Norwegian Cruise Line Holdings dropped into the red in the first quarter of the year due to costs associated with the takeover of luxury Prestige Cruise Holdings.
The parent company of Norwegian Cruise Line and the recently acquired Oceania Cruises and Regent Seven Seas Cruises reported a loss of $21.5 million for the three months to March 31.
Adjusted net income came in at $62.6 million as revenue jumped to more than $938 million from $664 million for the same period last year.
The company revealed higher projected ‘synergy’ savings of $75 million this year and $115 million in 2016.
Norwegian previously said it expected $40 million in synergies this year following the acquisition of Prestige but said it had identified $75 million – comprised of $30 million in revenue and $45 million in cost.
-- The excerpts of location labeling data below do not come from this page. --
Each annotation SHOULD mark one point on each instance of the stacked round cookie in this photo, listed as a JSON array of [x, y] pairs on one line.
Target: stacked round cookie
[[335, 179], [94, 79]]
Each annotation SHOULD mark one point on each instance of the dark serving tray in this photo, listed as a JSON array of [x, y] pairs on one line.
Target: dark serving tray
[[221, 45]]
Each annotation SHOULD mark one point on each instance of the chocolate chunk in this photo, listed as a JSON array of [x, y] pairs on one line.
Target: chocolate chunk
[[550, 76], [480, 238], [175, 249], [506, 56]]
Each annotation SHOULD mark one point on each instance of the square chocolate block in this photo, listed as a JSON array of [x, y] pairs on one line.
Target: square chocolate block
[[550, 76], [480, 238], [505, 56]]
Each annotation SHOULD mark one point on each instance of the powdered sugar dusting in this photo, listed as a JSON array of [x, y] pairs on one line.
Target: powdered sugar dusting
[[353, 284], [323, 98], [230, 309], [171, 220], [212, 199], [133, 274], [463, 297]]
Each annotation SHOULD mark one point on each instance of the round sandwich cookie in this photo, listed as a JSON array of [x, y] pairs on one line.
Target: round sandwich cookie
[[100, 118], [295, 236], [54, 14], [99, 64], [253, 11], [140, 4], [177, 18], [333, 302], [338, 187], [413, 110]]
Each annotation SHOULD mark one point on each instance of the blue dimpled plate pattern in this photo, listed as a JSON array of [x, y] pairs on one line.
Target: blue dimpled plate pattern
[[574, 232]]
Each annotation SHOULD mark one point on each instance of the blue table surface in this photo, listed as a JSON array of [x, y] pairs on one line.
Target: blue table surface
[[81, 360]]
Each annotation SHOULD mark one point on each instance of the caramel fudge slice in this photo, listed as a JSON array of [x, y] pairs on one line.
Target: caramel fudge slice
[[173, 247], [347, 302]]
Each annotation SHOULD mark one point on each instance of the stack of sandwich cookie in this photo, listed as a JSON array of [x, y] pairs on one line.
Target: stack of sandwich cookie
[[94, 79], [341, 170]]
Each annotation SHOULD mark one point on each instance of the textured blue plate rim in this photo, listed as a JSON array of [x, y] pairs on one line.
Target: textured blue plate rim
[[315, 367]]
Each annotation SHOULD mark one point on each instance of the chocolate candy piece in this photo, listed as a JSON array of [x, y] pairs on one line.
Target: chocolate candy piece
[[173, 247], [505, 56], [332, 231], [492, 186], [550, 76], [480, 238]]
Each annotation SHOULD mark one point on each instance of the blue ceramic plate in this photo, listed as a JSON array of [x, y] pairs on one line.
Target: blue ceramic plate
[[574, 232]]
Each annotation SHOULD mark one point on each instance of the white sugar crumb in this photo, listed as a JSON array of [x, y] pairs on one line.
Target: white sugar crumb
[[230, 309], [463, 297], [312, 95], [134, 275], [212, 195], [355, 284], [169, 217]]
The company is earmarking $20 million for reinvestment directed to business initiatives to further drive demand to the three brands.
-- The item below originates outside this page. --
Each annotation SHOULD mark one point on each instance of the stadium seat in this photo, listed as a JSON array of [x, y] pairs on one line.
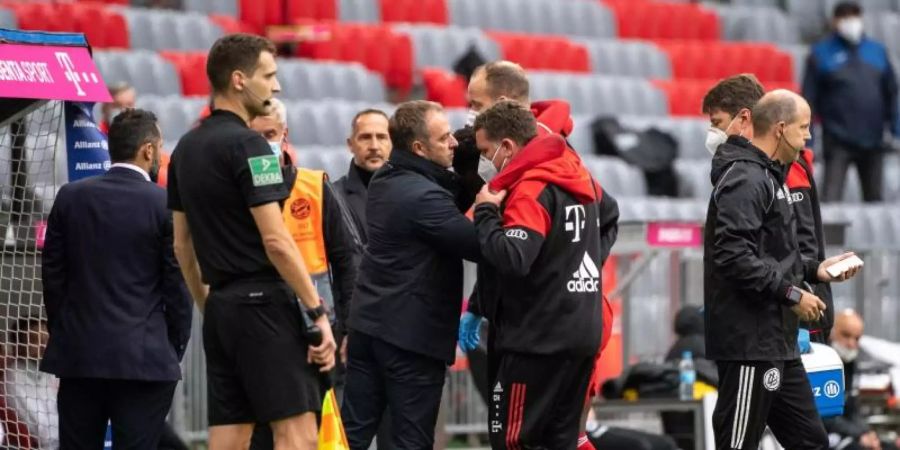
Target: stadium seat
[[444, 87], [716, 60], [571, 17], [220, 7], [690, 132], [630, 58], [191, 67], [543, 52], [757, 24], [176, 114], [598, 94], [616, 176], [414, 11], [323, 80], [146, 71], [377, 47], [309, 10], [438, 46], [651, 19], [362, 11]]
President and chief executive, Frank Del Rio, said: “I am pleased to report strong earnings out of the gate for our first full quarter of operations following the combination of Norwegian and Prestige late last year.
“These results are even more impressive as they come against strong comparables in the prior year, particularly for the Norwegian brand, and headwinds from foreign currency exchange rates.”
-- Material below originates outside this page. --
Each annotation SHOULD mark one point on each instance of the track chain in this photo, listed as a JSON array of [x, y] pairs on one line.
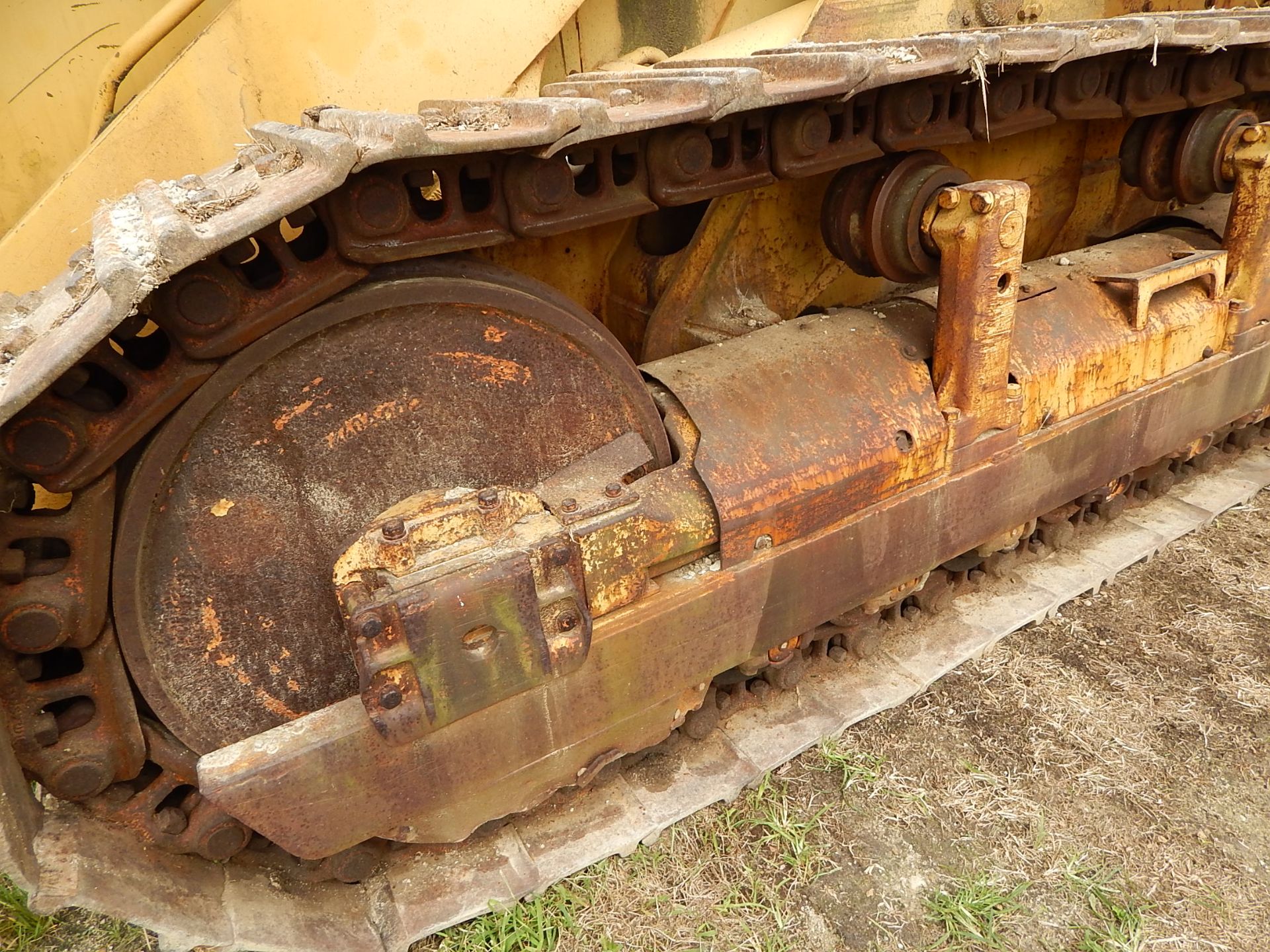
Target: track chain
[[183, 274]]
He added: “The identification of additional synergies has come as the result of a truly collaborative effort between our dedicated integration team and all areas of the organisation.
“Tasked with a mandate that synergies have a neutral or positive impact on the guest experience, the organisation has come together to identify meaningful incremental synergies.
“The net synergies will have an immediate impact on the bottom line in 2015, while amounts reinvested in our business initiatives will benefit our strategies for earnings growth in 2016 and beyond.”